PALO ALTO, Calif. —
Now Zynga has entered what looks like a death spiral, and nobody is surprised. This week the firm announced that users aren't flocking to its latest games, and as a result it's lowering its revenue expectations for the year. The announcement sparked another brutal slide in Zynga's stock price; shares were recently trading for less than $2.50 each, more than 75 percent less than at Zynga's IPO. Zynga has enough cash in the bank to stave off immediate panic, but now that the possibility of earning stock-market millions is looking dim, a number of the firm's top employees have left.

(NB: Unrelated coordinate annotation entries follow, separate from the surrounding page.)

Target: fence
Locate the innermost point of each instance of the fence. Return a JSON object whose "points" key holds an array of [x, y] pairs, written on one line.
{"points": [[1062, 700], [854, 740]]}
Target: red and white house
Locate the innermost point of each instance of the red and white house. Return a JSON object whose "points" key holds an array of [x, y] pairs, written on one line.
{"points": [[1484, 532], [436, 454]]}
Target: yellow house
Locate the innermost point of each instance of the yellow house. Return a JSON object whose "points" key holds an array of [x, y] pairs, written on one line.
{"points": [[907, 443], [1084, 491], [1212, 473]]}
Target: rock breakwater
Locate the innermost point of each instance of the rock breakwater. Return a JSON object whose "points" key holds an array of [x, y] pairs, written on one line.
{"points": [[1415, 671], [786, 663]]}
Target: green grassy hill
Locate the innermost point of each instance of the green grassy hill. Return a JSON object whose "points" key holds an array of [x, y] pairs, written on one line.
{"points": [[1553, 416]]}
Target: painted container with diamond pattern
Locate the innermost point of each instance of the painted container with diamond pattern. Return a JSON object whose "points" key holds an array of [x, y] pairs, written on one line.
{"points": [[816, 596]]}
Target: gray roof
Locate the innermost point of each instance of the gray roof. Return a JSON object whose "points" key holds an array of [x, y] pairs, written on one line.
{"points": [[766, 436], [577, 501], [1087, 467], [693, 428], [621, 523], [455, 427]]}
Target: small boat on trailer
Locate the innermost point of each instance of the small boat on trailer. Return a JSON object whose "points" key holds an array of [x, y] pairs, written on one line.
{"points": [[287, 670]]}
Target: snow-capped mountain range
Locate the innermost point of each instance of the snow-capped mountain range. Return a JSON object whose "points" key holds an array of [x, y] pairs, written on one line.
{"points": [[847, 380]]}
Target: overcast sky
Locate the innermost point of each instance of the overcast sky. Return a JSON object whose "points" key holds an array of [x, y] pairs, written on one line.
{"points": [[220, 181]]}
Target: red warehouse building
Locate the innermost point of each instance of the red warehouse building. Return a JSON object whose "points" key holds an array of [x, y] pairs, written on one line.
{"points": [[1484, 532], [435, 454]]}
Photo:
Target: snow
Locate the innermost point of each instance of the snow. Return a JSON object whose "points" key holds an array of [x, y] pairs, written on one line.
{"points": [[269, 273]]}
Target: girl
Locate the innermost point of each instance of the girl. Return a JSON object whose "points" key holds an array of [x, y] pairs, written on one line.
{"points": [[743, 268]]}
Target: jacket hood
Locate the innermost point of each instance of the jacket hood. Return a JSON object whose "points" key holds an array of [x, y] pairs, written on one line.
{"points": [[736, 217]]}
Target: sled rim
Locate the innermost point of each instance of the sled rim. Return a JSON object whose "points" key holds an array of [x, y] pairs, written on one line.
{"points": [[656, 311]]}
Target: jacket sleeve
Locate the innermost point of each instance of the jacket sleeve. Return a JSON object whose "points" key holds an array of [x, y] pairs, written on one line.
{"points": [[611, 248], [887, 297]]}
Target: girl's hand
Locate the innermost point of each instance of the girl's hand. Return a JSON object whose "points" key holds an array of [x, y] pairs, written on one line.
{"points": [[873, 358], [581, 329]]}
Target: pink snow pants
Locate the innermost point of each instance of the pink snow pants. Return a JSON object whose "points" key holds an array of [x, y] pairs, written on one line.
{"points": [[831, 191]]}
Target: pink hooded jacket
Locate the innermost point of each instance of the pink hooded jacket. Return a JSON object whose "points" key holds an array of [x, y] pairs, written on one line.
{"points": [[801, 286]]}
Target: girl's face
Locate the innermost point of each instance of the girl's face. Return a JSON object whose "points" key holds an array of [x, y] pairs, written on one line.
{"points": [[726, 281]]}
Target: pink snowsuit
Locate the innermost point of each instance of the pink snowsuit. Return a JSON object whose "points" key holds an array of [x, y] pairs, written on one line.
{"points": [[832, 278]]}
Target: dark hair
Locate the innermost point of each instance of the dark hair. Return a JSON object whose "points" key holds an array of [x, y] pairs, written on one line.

In some ways Zynga's demise — along with Facebook's IPO fizzle and investors' newfound distaste for advertiser-driven consumer sites — is a good sign for the tech industry. There was a moment earlier this year when Silicon Valley threatened to return to the unrealistic go-go years. The high-water mark was the early summer. Around that time a delivery man knocked at my door bearing a package from Zynga. It was about the size of a shoebox, but it weighed nothing. And that's pretty much what it contained — I opened the box to find a folded-up paper airplane sitting in a wad of packaging tissue. The airplane was an invitation to an upcoming Zynga press event. I found the whole thing distasteful. Like the million-dollar rooftop launch parties and the Super Bowl sock puppets that defined the last boom, the invitation was a waste of money and creative energy that should have been used for something more productive.
Zynga's seeming decline marks the end of the bubble. It suggests that investors and customers can't be hoodwinked for long. Now, if the company has any hope of surviving, it's going to have to do something that it's never done before: Start building amazing things the world hasn't seen before.